"Gökyüzü gibi şey şu çocukluk, hiçbir yere gitmiyor." diyen Edip Cansever ne kadar haklı… Yıllar da geçse ağacın kökünden beslenmesi gibi geçmişin buram buram tüten hatıralarına sarılır insan. Bir yere gitmek bir yerlerden gelmekle sıkı bir bağ içindedir çünkü. Hele bir de darbe sonrası yolunuz sürgünlüğe düşmüşse, doğup büyüdüğünüz toprakların imgesi, silueti hiç terk etmez sizi. Kökünden koparılmaktır sürgünlük. Hep kendi toprağınıza dönmek, yaşamın iki yakasını geçmişte bütünleştirmek istersiniz.
Fadime Senik genç bir anne iken darbe döneminin baskılarına dayanamayıp Londra'ya göç etmek zorunda kalmış bir sürgün. Doğup büyüdüğü Dersim hasreti, yıllar geçtikçe içinde büyüyüp tüm benliğini esir almış.

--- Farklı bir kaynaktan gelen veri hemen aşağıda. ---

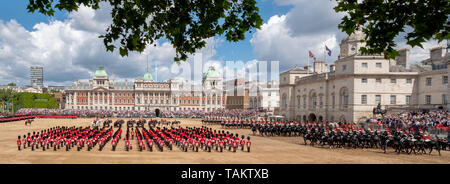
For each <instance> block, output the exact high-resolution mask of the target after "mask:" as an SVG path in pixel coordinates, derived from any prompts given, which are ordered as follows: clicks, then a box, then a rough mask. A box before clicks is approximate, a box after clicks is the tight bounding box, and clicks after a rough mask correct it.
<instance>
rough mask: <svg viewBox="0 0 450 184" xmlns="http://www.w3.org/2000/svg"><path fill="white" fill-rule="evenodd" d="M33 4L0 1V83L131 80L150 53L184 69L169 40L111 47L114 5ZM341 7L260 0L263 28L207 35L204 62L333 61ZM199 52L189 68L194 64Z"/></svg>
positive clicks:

Eylül Boynunu Bükerdi- "Dersim Hasreti" yazarın otobiyografik denemelerinden oluşuyor. Sürgünlük psikolojisi, yakıp kavuran memleket özlemi, tertele hafızası ve yok olup giden değerler sıcak ve özlem kokan bir dille anlatılıyor kitapta.
Eylül Boynunu Bükerdi- "Dersim Hasreti" sürgün edebiyatının boşluklara seslenen keskin bir çığlığı gibi de okunabilir.